In a letter to contractors New Earth Solutions (NES) a senior officer at the council wrote: "The ATT [Advanced Thermal Treatment] development work timetable has slipped and continues to slip and the delays to that development work do not appear to be being mitigated.

"It is concerning that there is a further delay in this process and that it appears inevitable that a further request for extension of time will require to be submitted to the Council”.

A key element for delivery of the project was the provision of a grid connection to the site at Easter Langlee. The papers show Scottish Power estimated the cost of the connection to be in excess of £1 million, and a £200,000 deposit was required before work commenced. But NES were refusing to pay the deposit.

A consultant who was also a project team member outlined his concerns in an email to others involved in the project. He wrote: "I am concerned that NES have still not paid the initial £200,000 deposit required to secure the connection, and their reasons for not doing so appear spurious.

" SPEN’s [Scottish Power Energy Networks] requirement for an upfront deposit of £200,000 is standard – they’ve asked for exactly the same deposit for another project in which I’m involved (where it has been paid).

" If it is paid, it will not compromise NES's ability to continue to negotiate with SPEN with regard to the costs and terms on which SPEN would undertake non-contestable works, or NES’s ability to secure alternative suppliers for contestable works. By not paying the deposit, NES are taking a wholly unnecessary gamble on the grid connection.

" Therefore there is little if any risk to NES in paying the deposit, but they are exposing the project to considerable potential risk by failing to pay it. This appears to be another example of NES’s penny-pinching and myopic approach to project implementation."

The same consultant (in the same email) expresses concerns over the funding of the job. NES's partner funder was New Earth Recycling and Renewables Fund (NERR). He states:
"The news that the Co-op Bank does not have funds available to complete the Avonmouth refinancing is not entirely surprising, but it is of concern:  It means that NERR will secure £20 million less in funding than anticipated in the last [monthly] report and funding update.

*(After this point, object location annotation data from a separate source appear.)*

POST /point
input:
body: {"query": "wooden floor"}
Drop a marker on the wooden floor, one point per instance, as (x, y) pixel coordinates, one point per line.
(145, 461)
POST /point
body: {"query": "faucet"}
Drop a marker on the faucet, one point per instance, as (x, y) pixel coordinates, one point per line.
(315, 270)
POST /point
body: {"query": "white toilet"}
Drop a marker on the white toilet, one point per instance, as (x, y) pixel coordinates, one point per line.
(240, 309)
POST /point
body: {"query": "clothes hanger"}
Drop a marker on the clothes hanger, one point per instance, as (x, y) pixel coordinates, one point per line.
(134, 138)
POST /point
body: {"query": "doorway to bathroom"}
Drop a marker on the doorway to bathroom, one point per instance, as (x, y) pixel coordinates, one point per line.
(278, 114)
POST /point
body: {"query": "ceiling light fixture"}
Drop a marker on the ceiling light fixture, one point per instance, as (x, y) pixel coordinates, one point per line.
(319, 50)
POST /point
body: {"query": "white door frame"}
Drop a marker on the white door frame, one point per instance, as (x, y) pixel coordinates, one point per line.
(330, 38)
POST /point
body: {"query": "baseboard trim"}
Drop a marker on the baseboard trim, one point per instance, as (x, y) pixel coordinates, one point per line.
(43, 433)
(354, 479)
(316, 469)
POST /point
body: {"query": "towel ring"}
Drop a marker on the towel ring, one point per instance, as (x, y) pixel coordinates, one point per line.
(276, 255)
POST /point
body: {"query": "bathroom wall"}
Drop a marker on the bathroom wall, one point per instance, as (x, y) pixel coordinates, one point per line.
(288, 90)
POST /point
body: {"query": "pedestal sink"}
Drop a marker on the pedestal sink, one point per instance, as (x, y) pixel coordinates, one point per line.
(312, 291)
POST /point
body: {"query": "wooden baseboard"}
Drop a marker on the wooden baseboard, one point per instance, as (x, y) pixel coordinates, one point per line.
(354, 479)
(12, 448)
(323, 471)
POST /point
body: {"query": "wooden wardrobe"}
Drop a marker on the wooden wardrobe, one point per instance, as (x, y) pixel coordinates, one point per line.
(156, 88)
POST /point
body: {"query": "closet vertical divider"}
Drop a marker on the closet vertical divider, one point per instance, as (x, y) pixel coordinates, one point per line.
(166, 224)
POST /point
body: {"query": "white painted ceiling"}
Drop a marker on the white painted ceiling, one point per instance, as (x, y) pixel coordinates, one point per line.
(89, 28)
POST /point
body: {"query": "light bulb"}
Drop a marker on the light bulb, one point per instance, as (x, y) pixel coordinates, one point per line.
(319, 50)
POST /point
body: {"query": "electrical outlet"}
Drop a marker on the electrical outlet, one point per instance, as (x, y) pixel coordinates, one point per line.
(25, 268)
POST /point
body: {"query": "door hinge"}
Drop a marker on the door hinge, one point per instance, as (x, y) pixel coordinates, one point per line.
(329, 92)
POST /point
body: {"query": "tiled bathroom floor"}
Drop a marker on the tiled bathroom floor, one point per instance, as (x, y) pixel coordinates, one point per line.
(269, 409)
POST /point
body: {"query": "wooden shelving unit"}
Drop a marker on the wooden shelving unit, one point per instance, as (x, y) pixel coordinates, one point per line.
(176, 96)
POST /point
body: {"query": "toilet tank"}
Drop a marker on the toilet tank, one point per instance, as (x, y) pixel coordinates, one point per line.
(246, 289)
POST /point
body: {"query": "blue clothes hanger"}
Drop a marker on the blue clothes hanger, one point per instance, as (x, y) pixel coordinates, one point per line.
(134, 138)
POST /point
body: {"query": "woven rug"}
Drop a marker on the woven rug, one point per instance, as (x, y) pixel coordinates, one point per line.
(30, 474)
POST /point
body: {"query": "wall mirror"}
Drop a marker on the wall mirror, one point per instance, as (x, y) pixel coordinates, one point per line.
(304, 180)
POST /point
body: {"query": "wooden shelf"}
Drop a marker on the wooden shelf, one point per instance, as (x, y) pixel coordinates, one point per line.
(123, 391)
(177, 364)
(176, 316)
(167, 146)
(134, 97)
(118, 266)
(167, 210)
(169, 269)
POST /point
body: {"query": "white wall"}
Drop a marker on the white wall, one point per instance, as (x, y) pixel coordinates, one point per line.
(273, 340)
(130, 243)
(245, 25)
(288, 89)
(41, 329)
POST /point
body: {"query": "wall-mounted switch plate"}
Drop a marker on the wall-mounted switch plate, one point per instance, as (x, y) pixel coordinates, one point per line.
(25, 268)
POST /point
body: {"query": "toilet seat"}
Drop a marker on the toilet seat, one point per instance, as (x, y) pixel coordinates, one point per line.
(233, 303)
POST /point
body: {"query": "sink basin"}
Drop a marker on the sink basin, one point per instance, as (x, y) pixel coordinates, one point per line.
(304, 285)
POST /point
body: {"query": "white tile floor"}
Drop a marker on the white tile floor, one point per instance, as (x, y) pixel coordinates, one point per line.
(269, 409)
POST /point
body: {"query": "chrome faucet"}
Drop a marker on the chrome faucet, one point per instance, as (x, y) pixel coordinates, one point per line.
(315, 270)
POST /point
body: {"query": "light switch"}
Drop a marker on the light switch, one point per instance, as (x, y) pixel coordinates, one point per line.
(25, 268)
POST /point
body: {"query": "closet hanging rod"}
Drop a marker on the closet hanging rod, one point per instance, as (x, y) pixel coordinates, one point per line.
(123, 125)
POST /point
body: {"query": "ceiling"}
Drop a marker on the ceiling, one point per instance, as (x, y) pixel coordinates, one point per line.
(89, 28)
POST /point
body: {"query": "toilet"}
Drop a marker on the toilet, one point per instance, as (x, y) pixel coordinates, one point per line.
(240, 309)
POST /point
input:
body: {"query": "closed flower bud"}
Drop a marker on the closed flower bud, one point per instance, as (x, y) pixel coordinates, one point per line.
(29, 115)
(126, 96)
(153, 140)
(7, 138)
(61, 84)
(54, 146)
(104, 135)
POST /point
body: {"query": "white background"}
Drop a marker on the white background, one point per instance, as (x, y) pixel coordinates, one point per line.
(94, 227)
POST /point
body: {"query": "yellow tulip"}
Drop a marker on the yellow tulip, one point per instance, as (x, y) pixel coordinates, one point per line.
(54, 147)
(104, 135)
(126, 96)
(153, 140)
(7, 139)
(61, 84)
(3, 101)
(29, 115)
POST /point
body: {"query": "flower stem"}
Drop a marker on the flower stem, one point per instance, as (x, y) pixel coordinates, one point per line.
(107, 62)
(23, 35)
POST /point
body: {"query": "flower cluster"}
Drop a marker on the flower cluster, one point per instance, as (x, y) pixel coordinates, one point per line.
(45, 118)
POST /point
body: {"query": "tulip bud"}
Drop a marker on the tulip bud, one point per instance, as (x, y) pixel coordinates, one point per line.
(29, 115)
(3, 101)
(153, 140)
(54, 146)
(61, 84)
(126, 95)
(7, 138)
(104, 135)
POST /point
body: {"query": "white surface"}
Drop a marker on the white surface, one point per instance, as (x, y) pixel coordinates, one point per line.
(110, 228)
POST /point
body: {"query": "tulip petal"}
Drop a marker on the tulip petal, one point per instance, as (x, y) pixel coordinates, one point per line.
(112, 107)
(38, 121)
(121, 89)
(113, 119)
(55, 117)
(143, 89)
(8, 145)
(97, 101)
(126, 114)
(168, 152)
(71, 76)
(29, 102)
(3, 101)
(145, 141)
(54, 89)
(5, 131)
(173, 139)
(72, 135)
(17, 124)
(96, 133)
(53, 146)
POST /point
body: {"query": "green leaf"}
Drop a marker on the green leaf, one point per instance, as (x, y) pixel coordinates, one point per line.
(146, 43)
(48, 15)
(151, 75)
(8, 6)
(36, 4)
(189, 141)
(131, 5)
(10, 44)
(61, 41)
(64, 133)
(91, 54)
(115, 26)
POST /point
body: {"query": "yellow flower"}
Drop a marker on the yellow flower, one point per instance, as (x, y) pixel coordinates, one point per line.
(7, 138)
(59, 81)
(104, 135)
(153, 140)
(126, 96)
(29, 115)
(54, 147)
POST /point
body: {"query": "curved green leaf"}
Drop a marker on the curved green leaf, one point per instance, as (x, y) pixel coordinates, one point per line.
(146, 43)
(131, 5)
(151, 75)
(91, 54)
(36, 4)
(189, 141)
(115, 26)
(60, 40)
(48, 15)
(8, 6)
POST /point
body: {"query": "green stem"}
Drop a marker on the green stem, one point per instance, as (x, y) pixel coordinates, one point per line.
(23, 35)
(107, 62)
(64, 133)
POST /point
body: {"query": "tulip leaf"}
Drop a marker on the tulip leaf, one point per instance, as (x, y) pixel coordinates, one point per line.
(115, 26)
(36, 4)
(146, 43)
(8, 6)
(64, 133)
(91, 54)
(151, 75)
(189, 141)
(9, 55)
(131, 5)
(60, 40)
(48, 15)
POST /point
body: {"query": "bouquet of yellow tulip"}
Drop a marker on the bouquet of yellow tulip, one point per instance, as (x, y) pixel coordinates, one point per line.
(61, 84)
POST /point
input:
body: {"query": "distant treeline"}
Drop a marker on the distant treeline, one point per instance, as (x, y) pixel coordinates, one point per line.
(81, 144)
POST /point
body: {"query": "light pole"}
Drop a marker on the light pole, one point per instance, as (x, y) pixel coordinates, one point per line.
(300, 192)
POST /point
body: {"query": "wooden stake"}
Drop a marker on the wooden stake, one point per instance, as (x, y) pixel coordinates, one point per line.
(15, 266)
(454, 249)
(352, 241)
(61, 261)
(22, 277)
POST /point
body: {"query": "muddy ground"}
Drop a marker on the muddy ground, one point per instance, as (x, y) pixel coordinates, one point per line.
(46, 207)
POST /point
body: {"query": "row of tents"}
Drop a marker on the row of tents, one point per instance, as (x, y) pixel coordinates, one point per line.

"It throws further doubt on NES’s confident prediction that 'we can introduce senior debt into the Eastern Langlee project from the outset if it is beneficial to do so'and therefore raises a question of whether they will have sufficient funding to complete the finance plan on time."

An email from SBC to NES dated April 2013 says: "The delay to the refinancing of Avonmouth, despite the continued NERR investment is worrying for SBC."

It goes on to ask the company: Who are the back-up debt providers; What is the predicted level of Subscriptions into NERR between May 2013 to March 2014 (Start of Construction) - What is the current level of available funding within NERR.

And: "Based on the events with Co-op Bank and the lack of certainty that refinancing will be complete by the start of the Easter Langlee project, we would like to see the quarterly financial updates increased to monthly."

NES's response was less than convincing. The firm told SBC: "Following the late withdrawal of the Co-op, we are presently in discussions with around a dozen other potential funders for the refinancing of the Avonmouth energy recovery facility (ERF).  

"Among the parties that we are talking to is the UK Green Investment Bank (GIB), who has shown a significant interest in being a co-funder to the project".

But in a terse riposte the council declared: "You have not answered the question.  The financing is a significant area of concern for SBC now that the Coop refinancing has fallen through.  NES are not providing sufficient information to alleviate these fears which is unsatisfactory."

The follow-up unspecific answer from New Earth did not go down well either.

To this SBC replied: "Again this is unacceptable. NES have to demonstrate that either SBC’s plant is a priority over Blaise [another NES project] or NERR can cope with parallel builds.  Just to highlight that as the Co-op refinancing fell through and NES were already committed to the next phase of the Avonmouth building, SBC have concerns that NERR are overstretched."

Does all of this point to a project proceeding with confidence and trust?